What would you do, if you had the telepathic power to read and control minds across the globe? Complete a P.H.D in Anthropology and take up a two-year residence at Pembroke College Oxford? No, that wasn’t going to be my answer either.
But that’s what Charles Xavier aka Professor X did. Before he became a no-good hippy and opened up his New York Mansion to the disaffected mutant youth, the son of nuclear physicist Brian Xavier racked up a pretty impressive academic CV, completing doctorates at Oxford in Genetics, Biophysics, Psychology, and Anthropology, before moving to Columbia where he held an Adjunct Professorship. Indeed Charles is not the only renaissance man (or woman) amongst the X-Men’s numbers. His fellow telepath Jean Grey was also the daughter of academics and before her resurrection by solar radiation found time to complete a masters in Pyschology, whilst the furry-handed feline known as Beast made use of the Epicurean serenity of Professor X’s New England abode to pursue interests ranging from Proust to particle physics.
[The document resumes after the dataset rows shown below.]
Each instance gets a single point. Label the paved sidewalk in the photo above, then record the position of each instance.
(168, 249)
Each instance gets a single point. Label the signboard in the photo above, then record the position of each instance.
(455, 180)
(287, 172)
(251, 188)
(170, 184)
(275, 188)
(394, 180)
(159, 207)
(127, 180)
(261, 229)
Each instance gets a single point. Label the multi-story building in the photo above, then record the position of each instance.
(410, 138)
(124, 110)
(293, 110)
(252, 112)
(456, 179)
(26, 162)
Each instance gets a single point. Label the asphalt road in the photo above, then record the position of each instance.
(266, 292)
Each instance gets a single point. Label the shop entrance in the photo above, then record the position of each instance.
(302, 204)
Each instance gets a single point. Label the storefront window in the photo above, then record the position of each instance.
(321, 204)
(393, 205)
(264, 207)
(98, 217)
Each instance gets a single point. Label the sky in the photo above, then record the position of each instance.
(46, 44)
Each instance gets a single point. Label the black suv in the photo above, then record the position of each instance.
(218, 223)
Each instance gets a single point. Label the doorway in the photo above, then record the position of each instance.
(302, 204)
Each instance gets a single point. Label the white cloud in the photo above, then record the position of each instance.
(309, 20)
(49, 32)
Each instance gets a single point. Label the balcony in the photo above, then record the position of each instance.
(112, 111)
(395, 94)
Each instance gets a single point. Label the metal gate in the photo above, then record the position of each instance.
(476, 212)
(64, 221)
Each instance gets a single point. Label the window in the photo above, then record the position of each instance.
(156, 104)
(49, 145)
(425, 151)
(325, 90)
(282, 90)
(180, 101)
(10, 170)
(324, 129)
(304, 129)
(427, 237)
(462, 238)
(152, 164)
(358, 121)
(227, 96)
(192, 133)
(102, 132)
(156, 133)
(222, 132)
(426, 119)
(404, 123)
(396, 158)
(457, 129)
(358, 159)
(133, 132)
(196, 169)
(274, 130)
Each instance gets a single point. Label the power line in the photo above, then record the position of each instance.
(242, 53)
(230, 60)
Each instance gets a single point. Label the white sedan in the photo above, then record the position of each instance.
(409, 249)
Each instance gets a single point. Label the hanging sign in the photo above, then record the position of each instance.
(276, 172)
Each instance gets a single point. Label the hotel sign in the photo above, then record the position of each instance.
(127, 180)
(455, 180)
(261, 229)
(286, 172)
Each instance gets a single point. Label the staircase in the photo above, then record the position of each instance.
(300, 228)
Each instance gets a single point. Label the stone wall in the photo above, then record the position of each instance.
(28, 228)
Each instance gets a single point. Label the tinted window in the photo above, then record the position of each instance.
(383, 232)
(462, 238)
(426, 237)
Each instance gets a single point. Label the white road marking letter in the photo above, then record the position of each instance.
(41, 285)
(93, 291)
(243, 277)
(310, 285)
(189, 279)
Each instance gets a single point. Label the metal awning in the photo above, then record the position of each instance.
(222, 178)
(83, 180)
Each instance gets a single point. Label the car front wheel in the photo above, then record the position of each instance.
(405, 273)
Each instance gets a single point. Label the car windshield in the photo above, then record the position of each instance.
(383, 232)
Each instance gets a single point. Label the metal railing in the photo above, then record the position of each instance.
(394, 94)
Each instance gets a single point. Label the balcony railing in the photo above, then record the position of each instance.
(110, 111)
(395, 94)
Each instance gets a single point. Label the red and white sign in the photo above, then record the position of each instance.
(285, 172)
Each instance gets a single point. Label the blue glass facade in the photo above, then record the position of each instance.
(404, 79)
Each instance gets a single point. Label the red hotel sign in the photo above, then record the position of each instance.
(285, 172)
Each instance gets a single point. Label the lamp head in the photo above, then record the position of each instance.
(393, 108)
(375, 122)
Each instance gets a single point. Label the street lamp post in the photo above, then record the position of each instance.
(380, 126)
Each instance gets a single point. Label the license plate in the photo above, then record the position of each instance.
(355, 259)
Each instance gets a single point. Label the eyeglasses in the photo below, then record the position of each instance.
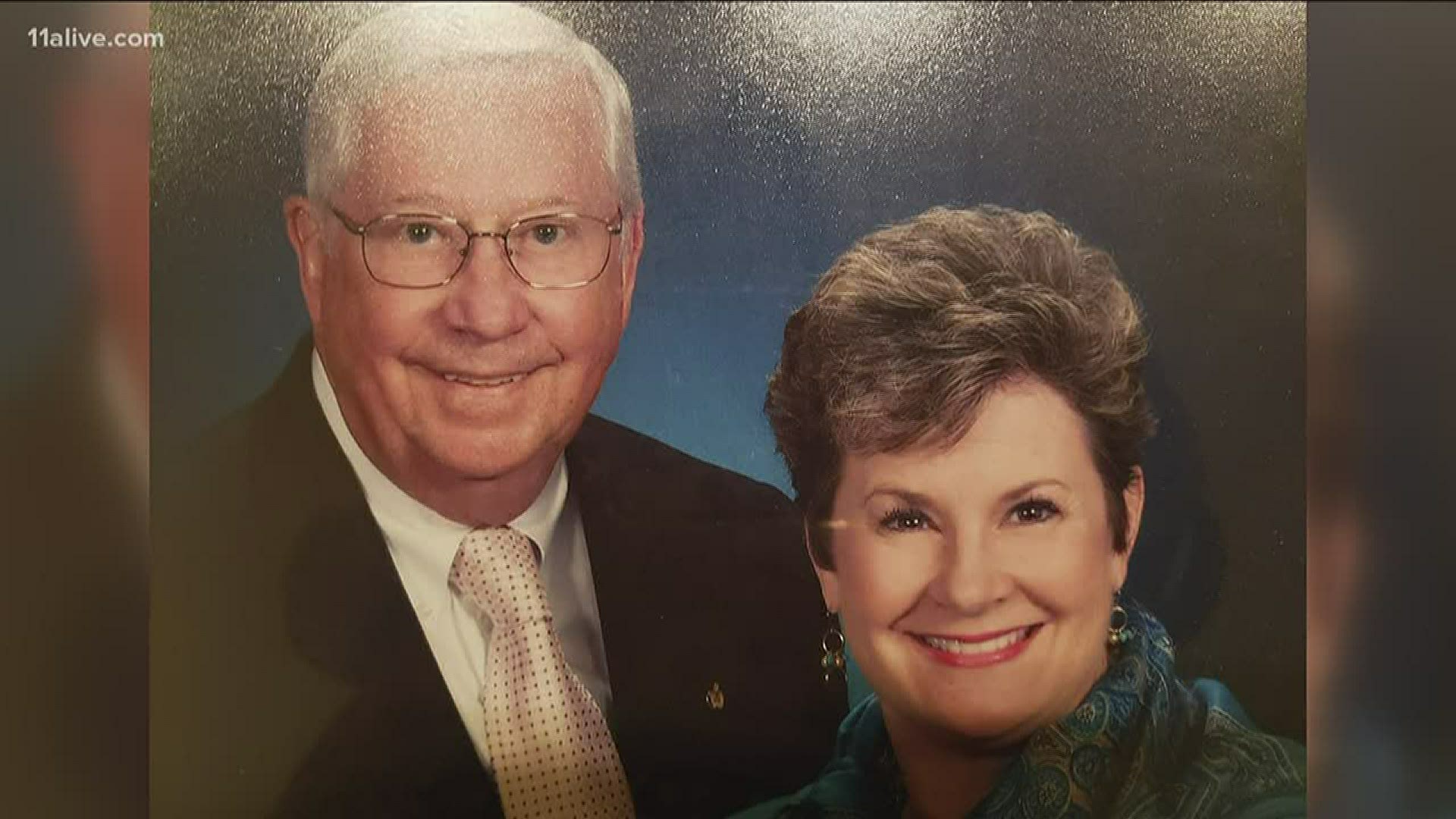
(561, 251)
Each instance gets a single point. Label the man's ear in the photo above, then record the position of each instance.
(1133, 497)
(632, 235)
(829, 580)
(306, 237)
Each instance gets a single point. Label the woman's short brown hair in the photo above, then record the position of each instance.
(918, 322)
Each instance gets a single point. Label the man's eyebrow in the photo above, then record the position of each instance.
(437, 205)
(419, 202)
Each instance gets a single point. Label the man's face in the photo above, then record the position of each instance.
(482, 378)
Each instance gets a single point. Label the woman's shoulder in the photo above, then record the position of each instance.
(858, 780)
(1248, 773)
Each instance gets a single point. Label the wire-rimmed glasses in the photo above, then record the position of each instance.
(560, 251)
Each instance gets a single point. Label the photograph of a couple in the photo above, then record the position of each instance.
(728, 410)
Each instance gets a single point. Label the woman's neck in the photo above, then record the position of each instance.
(944, 779)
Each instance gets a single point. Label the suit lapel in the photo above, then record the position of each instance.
(350, 617)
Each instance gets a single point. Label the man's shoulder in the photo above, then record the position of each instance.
(638, 463)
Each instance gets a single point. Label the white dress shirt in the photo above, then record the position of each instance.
(422, 545)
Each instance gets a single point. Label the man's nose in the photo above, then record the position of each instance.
(485, 297)
(970, 576)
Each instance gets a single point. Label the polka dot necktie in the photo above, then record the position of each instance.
(546, 738)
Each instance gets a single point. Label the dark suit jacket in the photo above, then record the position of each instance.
(290, 675)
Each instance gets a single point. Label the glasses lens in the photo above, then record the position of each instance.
(560, 249)
(414, 251)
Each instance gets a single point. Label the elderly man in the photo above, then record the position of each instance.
(417, 577)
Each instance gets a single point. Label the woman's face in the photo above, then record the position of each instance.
(974, 583)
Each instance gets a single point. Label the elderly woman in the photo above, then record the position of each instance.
(962, 410)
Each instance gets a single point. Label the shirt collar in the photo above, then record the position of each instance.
(416, 529)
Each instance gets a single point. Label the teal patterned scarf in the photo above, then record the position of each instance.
(1141, 746)
(1144, 745)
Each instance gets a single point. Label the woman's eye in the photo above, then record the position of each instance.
(905, 521)
(1034, 512)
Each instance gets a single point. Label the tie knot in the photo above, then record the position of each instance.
(495, 570)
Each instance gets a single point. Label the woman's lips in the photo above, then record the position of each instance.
(977, 651)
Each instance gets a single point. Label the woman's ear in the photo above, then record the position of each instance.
(1133, 497)
(829, 582)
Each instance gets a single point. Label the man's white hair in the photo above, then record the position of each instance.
(402, 44)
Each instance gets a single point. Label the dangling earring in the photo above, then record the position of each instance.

In X-Men: First Class James McAvoy is seen leaving a quintessentially English pub called The Eagle, exiting onto Broad Street and a shot of the Sheldonian Theatre. Charles has just revealed his mind-reading powers to Moira MacTaggert (Rose Byrne), who enlists him to help the CIA against the threat of Nuclear Apocalypse posed by Sebastian Shaw. Savouring one last look at his cosy collegiate lifestyle with its stable teaching position and subsidised hall food, he takes his side in the Cold War. Sadly, though, tourists won’t be able to raise a glass to this famous fictional patron, since the cosy pub was nothing more than a façade constructed and disassembled next to the Bridge of Sighs.